I’d also like to note an awesome GitHub site (https://github.com/IGCIT/Intel-GPU-Community-Issue-Tracker-IGCIT) was developed last year that helped us accelerate feedback on top game issues from the community including for existing products. The feedback is always helpful! Special thanks to the IGCIT contributors.

Question #3: Why is AV1 encode as part of the new Xe Media Engine a benefit?
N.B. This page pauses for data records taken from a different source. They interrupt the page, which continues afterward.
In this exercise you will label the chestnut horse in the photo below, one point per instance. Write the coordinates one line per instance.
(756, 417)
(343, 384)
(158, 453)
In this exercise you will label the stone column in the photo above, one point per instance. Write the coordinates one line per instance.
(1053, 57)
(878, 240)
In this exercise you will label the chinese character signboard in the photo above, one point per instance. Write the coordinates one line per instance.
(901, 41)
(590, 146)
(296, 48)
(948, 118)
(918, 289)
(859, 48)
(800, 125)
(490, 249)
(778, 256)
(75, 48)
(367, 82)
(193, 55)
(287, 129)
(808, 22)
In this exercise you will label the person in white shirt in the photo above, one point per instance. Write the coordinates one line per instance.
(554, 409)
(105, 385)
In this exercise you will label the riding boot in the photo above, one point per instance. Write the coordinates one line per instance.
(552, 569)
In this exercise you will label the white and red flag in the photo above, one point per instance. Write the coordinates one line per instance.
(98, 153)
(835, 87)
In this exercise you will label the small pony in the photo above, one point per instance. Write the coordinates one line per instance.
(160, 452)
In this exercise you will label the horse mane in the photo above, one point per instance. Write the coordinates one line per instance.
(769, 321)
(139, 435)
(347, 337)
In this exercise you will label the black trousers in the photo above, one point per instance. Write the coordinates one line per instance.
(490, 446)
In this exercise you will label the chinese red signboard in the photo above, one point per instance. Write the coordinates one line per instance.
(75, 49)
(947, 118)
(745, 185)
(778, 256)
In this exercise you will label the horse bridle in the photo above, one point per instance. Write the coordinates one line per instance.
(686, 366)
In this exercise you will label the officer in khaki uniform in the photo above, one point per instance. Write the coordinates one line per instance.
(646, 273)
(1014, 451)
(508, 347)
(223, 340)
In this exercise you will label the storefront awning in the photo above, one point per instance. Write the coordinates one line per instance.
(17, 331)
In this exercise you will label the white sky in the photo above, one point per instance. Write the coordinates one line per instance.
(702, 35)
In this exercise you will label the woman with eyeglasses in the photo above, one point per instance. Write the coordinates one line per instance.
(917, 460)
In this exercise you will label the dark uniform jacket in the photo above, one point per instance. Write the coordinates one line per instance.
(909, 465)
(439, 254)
Our new media engine includes built-in hardware acceleration for the broadest set of codecs in the industry including HEVC, H.264/AVC, and VP9. On top of that, Intel Arc graphics is the first in the industry to support hardware accelerated AV1 decoding AND encoding. Direct hardware support for AV1 encoding provides a 50x improvement in encoding speed1 compared to traditional software implementations!

We’ve been working with industry partners to ensure that Intel Arc graphics AV1 support is available in many popular media applications, with broader adoption expected throughout the year. AV1 hardware acceleration is currently supported in the streaming application XSplit and in creator applications including Handbrake, Adobe Premiere Pro and Blackmagic Design’s Davinci Resolve Studio. I am looking forward to seeing what our community can do with the AV1 hardware support that will be available across the entirety of our Intel Arc A-Series family of graphics.

-Lisa

Performance Disclosure:
1. Intel® Arc™ A370M delivers 50x faster encoding with AV1 hardware acceleration compared to Intel® Core™ i7-12800H with Intel® Iris® Xe Graphics using software encode. Processor: Intel® Core™ i7-12800H, Pre Production ADL-H w/Alchemist SoC, BIOS: ADLPFWI1.R00.3091.A00.2202211056, Integrated Graphics: Intel® Iris® Xe Graphics, Integrated Graphics Driver: 30.0.101.1320, Discrete Graphics: Intel® Arc™ A370M Graphics, Discrete Graphics Driver: 30.0.101.1320, Memory: 16GB (2x8GB) DDR5 @ 4800MHz, Storage: INTEL SSDPEKKF512G7 512GB, OS: Windows 11 Version 10.0.22000.556. The AV1 workload measures the time it takes to transcode a 4K/30fps AVC @ 57.9Mbps clip to 4K/30fps AV1 @ 30Mbps High Speed format. The comparison for the 50x claim is using the Alder Lake CPU (software) to transcode the clip on a public FFMPEG build versus Alchemist (hardware) on a proof-of-concept Intel build. As measured Mar 15-16, 2022.

Notices and Disclaimers:
Performance varies by use, configuration and other factors. Learn more at www.Intel.com/PerformanceIndex
Performance results are based on testing as of dates shown in configurations and may not reflect all publicly available updates. See configuration disclosure for details.